No hay niños. Y no es que pretenda, siendo la semana del amor, que nos lancemos como locos a encargarlos. Es que, aunque pareciese que el gigante anti-niños era la economía, especialmente la doméstica, resulta que es entre los mortales donde crece la 'niñofobia'.

Una vecina denuncia que en el patio de un colegio madrileño los niños se dedican a gritar y hacer ruido. Vamos, como si estuviesen jugando, haciendo gimnasia o, simplemente, existiendo.
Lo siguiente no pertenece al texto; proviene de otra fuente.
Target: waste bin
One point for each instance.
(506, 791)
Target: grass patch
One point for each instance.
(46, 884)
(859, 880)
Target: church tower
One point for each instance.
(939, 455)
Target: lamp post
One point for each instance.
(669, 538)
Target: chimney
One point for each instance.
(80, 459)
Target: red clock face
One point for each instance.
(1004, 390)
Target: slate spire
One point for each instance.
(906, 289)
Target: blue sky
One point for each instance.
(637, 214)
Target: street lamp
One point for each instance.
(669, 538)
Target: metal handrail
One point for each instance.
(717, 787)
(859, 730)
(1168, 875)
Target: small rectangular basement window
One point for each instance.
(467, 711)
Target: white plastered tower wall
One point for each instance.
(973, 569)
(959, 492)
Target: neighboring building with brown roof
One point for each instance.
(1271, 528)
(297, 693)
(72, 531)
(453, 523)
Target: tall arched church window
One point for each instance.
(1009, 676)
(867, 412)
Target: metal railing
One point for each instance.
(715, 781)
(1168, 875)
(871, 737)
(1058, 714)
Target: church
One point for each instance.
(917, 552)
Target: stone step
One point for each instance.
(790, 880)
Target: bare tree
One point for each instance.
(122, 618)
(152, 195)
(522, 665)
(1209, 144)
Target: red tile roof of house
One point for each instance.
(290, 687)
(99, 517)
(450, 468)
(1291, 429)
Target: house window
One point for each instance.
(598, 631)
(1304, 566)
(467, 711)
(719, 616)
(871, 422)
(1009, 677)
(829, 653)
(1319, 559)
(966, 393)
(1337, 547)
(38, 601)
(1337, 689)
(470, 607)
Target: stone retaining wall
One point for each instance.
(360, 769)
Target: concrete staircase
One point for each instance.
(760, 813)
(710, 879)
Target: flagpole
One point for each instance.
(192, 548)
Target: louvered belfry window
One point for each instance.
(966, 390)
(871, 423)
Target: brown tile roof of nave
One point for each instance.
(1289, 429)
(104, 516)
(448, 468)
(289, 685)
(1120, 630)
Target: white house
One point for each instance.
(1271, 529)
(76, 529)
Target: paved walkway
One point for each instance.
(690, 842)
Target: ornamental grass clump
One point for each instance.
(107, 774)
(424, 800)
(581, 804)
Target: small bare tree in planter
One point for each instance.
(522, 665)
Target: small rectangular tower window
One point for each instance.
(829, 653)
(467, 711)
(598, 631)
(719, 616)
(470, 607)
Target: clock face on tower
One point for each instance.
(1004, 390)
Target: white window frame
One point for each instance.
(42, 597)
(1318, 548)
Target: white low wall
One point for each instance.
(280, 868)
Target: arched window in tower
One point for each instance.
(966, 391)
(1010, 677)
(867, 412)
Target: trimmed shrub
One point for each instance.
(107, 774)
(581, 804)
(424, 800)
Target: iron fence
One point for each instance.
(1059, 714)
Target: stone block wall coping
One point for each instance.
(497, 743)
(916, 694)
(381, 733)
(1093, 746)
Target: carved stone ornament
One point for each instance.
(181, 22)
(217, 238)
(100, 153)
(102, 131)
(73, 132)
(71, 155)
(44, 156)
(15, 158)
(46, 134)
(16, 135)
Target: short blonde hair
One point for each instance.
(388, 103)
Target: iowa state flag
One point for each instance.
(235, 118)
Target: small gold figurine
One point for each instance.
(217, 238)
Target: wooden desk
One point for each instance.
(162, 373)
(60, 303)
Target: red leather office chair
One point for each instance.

No es que lo hagan de noche, cual moteros inconscientes, o al amanecer, como gallos rurales de toda la vida. Lo hacen en horas de colegio y eso, claro, a la vecina le resulta antinatural. Servidora con una vida entre pasillos llenos de adolescentes empujándose, gritando, besándose -estos, sin ruido- confiesa haberse preguntado en qué momento erró su vocación y no se hizo tanatopráctica -clientes silenciosos y cien por cien satisfechos-. Sin embargo, agradezco las innumerables veces que, con su energía y humor, mis alumnos me han hecho sonreír hasta en los peores momentos.

Si seguimos así, nuestras ciudades solo servirán para comprar y trabajar. Nos van sobrando los ancianos y los niños

Otro vecino pega notas amenazantes en el portal porque un bebé llora por la noche. El pobre padre, quien asegura ser el primer interesado en que la niña duerma, especifica que, al no ser porque toca el tambor sino porque le están saliendo los dientes, no ve solución posible pues, admite, vino sin interruptor para apagarla. Aun entendiendo el fastidio de un llanto infantil, el vecino enfadado, a quien supongo sin hijos, alguna vez dará una fiesta, trasnochará o, simplemente, tampoco tendrá interruptor de toses y estornudos caso de caer enfermo.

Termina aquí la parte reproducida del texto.